Mehl v. Blanas: An Important Decision In A Now-Irrelevant Handgun Carry Case
[caption id="attachment_1506" align="alignleft" width="300"] Ninth Circuit - Pasadena Courthouse[/caption]
We at CGF are working hard to have the right to carry a firearm recognized in California through various legal actions and other efforts, not the least of which is our Second Amendment lawsuit on carry outside the home [now] entitled Richards v. Prieto. That case is particularly notable not only because it was the first of its kind, filed in 2009 (pre-McDonald v. Chicago, thanks to the Second Amendment’s incorporation [for a time] in the Ninth Circuit through an April 2009 decision in the Nordyke v. King case and, previously, 2008′s landmark victory in D.C. v. Heller), but also because it has the unique characteristic of challenging both the “good cause” and “good moral character” components of the California statutes on carry licensing and Yolo Sheriff Ed Prieto’s policy “as applied”. Alan Gura, the lead attorney on Richards, argued the case before a panel of Ninth Circuit judges on December 6, 2012, after which it was submitted for decision (which, we hope, comes soon – more on this below).

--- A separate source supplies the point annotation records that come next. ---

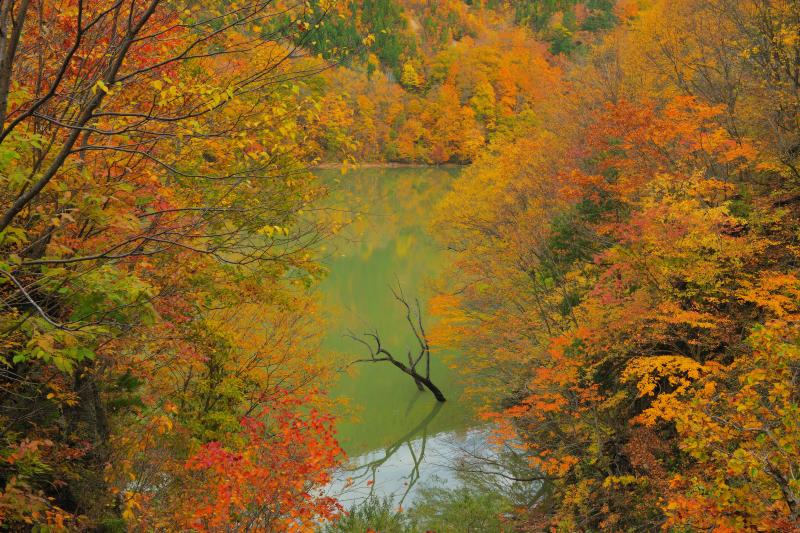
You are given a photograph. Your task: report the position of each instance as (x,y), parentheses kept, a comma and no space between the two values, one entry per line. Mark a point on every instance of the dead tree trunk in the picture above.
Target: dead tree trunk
(378,353)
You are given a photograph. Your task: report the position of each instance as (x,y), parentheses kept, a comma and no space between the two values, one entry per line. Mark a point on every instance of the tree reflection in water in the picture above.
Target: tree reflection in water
(366,475)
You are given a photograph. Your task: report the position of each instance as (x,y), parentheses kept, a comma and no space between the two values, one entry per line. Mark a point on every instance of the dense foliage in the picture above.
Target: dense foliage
(158,364)
(623,276)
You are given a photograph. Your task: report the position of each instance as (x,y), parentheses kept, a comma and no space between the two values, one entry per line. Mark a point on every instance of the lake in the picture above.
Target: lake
(397,437)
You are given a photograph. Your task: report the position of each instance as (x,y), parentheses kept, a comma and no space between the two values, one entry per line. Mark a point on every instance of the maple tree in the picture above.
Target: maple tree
(154,254)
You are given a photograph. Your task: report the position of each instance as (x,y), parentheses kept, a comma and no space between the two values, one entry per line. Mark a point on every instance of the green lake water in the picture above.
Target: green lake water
(388,241)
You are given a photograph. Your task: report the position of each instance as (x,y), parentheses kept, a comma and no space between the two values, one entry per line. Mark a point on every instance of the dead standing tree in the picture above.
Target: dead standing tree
(379,354)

However, as some of you are aware, there are those who don’t have the full breadth of resources and capabilities to bring well-considered Second Amendment litigation. Unfortunately [for all of us], those deficits do not dissuade them from bringing their lawsuits anyway.
One such instance was the case of Mehl v. Blanas, brought by attorney Gary Gorski against a much earlier sheriff of Sacramento County (Lou Blanas). Mr. Gorski is somewhat notorious for being on the wrong end of the Dunning–Kruger effect regarding firearms litigation. (On a related note, Second Amendment scholar Dave Kopel published his email interview with Mr. Gorski here.) We’ll refrain from throwing too many stones as some people have accused us of the same from time to time; we think CGF’s totality of wins and advancements for the actual, practical ability of Californians to own firearms (and, in many jurisdictions where it was previously impossible — like Sacramento County — carry them) speak to our success. Mr. Gorski’s “gun rights claim to fame” to date has been that he effectively disarmed retired law enforcement officers of their semi-automatic rifles (like AR-15s) while otherwise losing an assault weapons case at the Ninth Circuit. Going back to the long-running and voluminous Mehl case, Mr. Gorski’s earlier lawsuit that challenged Sheriff Blanas’ carry license policies and practices in Sacramento County, we should contrast the results there against the clearly positive outcome that was secured by us in just months when CGF and our litigation partners (and individual plaintiffs) sued then-Sacramento Sheriff John McGinness and came to a mutually-acceptable settlement which changed Sacramento County from effectively “no issue” to one that is not just a virtually-shall issue jurisdiction, but one that has seen record and newsworthy growth of handgun carry licensees since (see this July 2011 CBS Sacramento report and this February 2012 ABC News 10 report, just two of many such news items on this subject).
Many have worried, perhaps justifiably, that Mr. Gorski’s continuing case against a now virtually-”shall issue” agency would block (or worse) decisions in the superior Richards v. Prieto and Peruta v. Gore cases. Yesterday, the Ninth Circuit panel in Mehl issued a non-published and non-precedential opinion dismissing Mr. Gorski’s case on standing grounds. The court found that because plaintiff Mehl didn’t file a complete application after being asked to re-apply he didn’t have standing to sue over the alleged policy issues. Of course, should Mr. Mehl apply today, he stands a very good chance of being issued his license to carry absent the Sacramento sheriff’s office finding some articulable reason to the contrary in their background check investigation.
There does remain one more case against Sacramento helmed by Mr. Gorski, a Racketeering Act/RICO lawsuit named Rothery v. Blanas centering on handgun carry license issuance. However, that case is stayed by the Court until the very end of Mehl or September 3, 2013. Additionally, it has not been fully briefed, argued, or submitted for decision — unlike Richards and Peruta. As such, we think Rothery is unlikely to affect how or when the Ninth Circuit will rule in Richards and Peruta.
We are certainly not guaranteed a positive result in Richards and Peruta but we are very encouraged that Mehl was disposed of on grounds that do not injure those critical cases or, most importantly, the precious civil rights and millions of law-abiding people they represent. As we live to watch the Seventh Circuit force handgun carry by non-prohibited people upon Illinois and anti-gun rights municipalities like Chicago, we believe that the ultimate outcome — up to, and potentially including, a United States Supreme Court decision — will respect and protect our right to keep and bear arms for self-defense outside the thresholds of our homes as the framers of the Constitution and Bill of Rights intended.
We now look forward to a decision from the Richards panel in the Ninth Circuit Court of Appeals and whatever judicial “next steps” are required to vindicate Californians’ fundamental individual right to effective self defense in public.